Kinetic Mechanism and Catalysis of a Native-state Prolyl Isomerization Reaction

Abstract

Folding of tendamistat is a rapid two-state process for the majority of the unfolded molecules. In fluorescence-monitored refolding kinetics about 8% of the unfolded molecules fold slowly (λ=0.083 s −1), limited by peptidyl-prolyl cis– trans isomerization. This is significantly less than expected from the presence of three trans prolyl-peptide bonds in the native state. In interrupted refolding experiments we detected an additional very slow folding reaction (λ=0.008 s −1 at pH 2) with an amplitude of about 12%. This reaction is caused by the interconversion of a highly structured intermediate to native tendamistat. The intermediate has essentially native spectroscopic properties and about 2% of it remain populated in equilibrium after folding is complete. Catalysis by human cyclophilin 18 identifies this very slow reaction as a prolyl isomerization reaction. This shows that prolyl-isomerases are able to efficiently catalyze native state isomerization reactions, which allows them to influence biologically important regulatory conformational transitions. Folding kinetics of the proline variants P7A, P9A, P50A and P7A/P9A show that the very slow reaction is due to isomerization of the Glu6-Pro7 and Ala8-Pro9 peptide bonds, which are located in a region that makes strong backbone and side-chain interactions to both β-sheets.
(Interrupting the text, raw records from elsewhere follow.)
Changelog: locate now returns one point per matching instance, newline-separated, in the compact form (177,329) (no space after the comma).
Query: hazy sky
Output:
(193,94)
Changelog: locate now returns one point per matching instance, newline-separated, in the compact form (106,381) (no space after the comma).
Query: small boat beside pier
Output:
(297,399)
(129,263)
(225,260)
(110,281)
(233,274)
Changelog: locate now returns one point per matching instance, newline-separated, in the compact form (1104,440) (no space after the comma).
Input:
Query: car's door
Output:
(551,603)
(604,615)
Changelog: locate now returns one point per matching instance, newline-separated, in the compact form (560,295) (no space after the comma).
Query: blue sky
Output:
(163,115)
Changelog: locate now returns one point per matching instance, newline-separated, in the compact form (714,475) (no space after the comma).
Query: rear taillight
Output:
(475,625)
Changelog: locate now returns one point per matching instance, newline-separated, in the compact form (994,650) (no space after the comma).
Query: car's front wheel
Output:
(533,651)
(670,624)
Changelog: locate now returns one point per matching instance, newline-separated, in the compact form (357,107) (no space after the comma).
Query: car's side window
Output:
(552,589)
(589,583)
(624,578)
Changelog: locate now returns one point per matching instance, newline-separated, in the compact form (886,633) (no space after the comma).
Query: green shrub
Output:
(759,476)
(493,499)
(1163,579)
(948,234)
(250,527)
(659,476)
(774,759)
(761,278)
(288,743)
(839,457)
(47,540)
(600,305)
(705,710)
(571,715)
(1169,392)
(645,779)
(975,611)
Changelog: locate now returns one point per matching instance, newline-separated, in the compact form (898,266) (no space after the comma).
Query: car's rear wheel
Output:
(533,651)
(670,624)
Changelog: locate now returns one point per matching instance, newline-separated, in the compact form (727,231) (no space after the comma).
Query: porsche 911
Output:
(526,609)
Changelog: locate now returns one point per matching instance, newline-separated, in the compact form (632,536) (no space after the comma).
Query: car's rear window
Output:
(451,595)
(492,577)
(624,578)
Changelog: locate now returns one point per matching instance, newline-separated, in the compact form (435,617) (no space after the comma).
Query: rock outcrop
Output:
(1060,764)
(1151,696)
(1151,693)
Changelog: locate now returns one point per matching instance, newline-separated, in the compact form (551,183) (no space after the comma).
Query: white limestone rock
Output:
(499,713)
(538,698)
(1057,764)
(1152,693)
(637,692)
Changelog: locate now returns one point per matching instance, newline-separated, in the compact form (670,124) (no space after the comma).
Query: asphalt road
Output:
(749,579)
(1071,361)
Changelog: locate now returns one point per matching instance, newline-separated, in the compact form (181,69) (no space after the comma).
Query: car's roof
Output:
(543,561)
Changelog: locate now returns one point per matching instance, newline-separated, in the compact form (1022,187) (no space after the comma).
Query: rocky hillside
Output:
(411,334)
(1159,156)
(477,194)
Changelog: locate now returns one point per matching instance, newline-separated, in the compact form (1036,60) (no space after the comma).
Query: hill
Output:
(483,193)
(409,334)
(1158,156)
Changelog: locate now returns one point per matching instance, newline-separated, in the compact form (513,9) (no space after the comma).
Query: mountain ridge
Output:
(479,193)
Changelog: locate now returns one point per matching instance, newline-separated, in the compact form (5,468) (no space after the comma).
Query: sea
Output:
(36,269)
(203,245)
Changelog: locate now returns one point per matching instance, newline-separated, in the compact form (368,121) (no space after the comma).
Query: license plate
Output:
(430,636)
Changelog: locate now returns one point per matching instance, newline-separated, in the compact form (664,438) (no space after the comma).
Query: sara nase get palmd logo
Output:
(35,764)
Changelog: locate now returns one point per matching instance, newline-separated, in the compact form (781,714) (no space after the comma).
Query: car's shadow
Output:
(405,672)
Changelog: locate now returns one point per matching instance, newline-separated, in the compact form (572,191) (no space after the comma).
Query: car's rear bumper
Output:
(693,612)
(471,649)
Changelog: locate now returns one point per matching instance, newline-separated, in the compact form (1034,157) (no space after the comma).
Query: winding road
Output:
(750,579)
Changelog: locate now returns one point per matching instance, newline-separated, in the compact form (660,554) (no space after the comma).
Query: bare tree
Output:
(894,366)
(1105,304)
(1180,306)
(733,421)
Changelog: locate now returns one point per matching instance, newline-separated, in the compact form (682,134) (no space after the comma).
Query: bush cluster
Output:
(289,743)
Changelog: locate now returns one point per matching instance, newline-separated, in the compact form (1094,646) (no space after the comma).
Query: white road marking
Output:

In the P50A variant the very slow isomerization reaction is still present but native state heterogeneity is not observed any more, indicating a long-range destabilizing effect on the alternative native state relative to N. These results enable us to include all prolyl and non-prolyl peptide bond isomerization reactions in the folding mechanism of tendamistat and to characterize the kinetic mechanism and the energetics of a native-state prolyl isomerization reaction.